Entre dichos y trechos

Que los peruanos poseemos las peores estadísticas de accidentes de tránsito del orbe, es cierto. Que el año pasado hubo 11.000 muertos en las carreteras peruanas, también. Que se produjeron en ese mismo período 75.000 accidentes y, según el Ministerio de Transportes el 69% de ellos los provocó el transporte público urbano, no hay duda. Pero que nuestros vehículos son lo más complejos y pintorescos del mundo, tampoco.“Incluso, antes de fundada, Lima nació combi”, advierte Eloy Jáurequi parafraseando a Porras Barrenechea. Y razón le sobra. Combi es, pues, “la camioneta rural con ética asiática que conquistó el Perú antes que Fujimori, es el vehículo social de deslizamiento paulatino”[1]. Los limeños nos hacemos más limeños a bordo de estos carritos de segunda mano. Nos nutre su lenguaje, su música y su color.

Desde el recordado “Trampolín a la fama” de Augusto Ferrando, no ha habido, con excepción, claro, de los viaje en combi, mejor oportunidad para los limeños de todas las condiciones y estratos de acercarnos al lenguaje popular. Las combis representan, más que espacios de transporte utilitarios, crisoles léxicos maravillosos. Embarcarse en uno de estos vehículos no sólo es subir al medio que nos conducirá al lugar de destino, sino sumergirnos, además, en un espacio simbiótico donde, desde el estibador del mercado de Surquillo hasta la señora con peinado Tommy’s que regresa de comprar en Wong, deben pronunciar el célebre “bajan semáforo” para descender en el lugar deseado. ¿Hay acaso algo más democrático?

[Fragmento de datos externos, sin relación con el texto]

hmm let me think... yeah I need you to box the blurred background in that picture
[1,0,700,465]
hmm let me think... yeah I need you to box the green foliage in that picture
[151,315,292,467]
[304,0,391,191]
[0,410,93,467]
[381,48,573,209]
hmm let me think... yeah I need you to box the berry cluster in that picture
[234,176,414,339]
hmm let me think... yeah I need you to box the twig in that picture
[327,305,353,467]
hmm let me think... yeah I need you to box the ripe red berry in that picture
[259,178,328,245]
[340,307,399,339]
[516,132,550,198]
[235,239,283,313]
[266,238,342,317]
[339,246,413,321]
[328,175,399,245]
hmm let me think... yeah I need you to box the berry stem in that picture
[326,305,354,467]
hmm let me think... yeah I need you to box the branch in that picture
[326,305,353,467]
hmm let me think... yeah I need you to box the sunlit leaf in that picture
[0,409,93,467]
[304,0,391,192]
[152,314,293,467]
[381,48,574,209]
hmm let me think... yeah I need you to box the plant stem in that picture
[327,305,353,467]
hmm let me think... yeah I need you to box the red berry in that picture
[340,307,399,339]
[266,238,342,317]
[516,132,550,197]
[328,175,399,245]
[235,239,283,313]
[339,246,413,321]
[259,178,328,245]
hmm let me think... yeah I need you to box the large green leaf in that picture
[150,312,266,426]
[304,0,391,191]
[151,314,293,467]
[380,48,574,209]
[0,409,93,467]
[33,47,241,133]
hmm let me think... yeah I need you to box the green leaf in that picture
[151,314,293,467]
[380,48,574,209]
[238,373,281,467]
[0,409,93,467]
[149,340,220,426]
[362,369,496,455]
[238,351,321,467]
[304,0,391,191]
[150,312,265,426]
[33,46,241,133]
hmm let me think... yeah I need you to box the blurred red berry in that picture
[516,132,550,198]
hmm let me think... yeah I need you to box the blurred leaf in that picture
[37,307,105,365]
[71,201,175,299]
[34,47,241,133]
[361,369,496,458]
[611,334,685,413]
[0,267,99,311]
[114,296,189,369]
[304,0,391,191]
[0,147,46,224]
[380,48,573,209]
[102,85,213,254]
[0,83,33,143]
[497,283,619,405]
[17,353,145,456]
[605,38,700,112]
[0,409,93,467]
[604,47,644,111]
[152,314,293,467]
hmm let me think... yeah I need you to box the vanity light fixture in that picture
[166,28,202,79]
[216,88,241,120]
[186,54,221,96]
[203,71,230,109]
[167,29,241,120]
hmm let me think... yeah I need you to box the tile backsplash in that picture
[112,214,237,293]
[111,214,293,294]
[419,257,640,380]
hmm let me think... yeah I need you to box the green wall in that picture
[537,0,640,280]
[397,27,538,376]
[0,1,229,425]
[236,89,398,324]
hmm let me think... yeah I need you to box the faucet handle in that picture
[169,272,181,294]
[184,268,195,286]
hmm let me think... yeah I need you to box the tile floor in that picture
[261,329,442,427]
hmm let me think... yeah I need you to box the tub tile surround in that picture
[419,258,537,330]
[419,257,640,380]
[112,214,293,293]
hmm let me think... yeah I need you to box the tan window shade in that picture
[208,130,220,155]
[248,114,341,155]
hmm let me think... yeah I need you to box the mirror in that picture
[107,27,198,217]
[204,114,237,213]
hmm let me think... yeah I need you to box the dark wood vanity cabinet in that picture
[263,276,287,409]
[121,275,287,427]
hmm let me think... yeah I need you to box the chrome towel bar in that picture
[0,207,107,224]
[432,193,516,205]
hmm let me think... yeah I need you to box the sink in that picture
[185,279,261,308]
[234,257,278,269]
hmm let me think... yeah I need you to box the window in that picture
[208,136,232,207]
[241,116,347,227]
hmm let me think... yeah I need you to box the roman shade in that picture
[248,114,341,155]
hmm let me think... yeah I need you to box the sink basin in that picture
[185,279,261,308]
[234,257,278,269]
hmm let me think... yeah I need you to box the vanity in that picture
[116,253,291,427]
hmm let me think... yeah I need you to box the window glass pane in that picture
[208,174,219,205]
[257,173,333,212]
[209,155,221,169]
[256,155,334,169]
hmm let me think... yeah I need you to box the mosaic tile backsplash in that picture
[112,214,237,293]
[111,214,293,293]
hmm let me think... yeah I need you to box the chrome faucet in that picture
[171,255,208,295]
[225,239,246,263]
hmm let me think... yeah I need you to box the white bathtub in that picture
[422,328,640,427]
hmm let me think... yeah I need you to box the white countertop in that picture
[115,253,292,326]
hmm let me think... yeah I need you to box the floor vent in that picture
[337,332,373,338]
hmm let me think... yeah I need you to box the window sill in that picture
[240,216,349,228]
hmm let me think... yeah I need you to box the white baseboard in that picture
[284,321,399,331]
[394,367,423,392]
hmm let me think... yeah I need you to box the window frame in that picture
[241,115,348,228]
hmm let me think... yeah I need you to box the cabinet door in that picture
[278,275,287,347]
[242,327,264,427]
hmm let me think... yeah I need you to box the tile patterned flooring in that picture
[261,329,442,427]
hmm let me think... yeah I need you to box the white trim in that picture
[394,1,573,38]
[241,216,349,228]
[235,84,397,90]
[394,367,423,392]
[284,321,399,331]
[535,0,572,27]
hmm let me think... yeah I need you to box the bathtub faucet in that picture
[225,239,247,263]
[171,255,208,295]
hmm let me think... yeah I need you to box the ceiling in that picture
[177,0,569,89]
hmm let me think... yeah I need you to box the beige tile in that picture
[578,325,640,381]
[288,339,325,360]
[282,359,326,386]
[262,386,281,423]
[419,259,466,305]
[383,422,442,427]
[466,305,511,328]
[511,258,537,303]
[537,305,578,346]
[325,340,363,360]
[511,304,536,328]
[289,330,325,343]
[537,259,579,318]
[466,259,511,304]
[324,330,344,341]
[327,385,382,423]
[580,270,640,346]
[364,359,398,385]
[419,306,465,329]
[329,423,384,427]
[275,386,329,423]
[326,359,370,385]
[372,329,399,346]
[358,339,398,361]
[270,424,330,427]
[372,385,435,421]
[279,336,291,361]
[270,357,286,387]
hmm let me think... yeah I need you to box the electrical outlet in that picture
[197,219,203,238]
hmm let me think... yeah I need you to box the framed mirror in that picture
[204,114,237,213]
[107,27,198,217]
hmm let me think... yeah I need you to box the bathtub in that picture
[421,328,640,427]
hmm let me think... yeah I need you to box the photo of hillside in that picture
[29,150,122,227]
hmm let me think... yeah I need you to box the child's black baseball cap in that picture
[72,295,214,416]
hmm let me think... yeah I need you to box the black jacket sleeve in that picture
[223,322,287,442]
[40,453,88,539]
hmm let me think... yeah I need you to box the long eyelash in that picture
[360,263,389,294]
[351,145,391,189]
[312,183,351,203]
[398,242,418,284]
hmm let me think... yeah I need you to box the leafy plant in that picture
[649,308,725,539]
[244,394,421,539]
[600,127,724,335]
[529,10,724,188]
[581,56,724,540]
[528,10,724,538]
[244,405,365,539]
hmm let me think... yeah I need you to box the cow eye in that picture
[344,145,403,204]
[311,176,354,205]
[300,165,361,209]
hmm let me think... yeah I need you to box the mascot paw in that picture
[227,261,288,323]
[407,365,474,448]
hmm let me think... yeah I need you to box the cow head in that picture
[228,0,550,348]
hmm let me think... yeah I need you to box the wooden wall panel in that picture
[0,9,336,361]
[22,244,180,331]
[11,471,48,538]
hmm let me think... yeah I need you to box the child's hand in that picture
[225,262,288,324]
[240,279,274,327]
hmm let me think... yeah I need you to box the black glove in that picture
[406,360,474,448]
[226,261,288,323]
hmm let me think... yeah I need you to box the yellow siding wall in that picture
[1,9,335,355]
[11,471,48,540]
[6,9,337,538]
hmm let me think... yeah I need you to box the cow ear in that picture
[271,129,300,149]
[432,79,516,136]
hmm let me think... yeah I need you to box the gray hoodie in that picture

- Pague con sencillo pe’, varón – nos reclamó con justicia el cobrador de la “S”.
- No tengo, pues, chochera. Ah, y cóbrate medio pasaje.
- Ta’ que así no juega Perú.
- ...
- Tío, sencíllame este ferro –dijo con cara de no haber tenido nunca un amigo, extendiéndole al chofer la moneda que le habíamos alcanzado.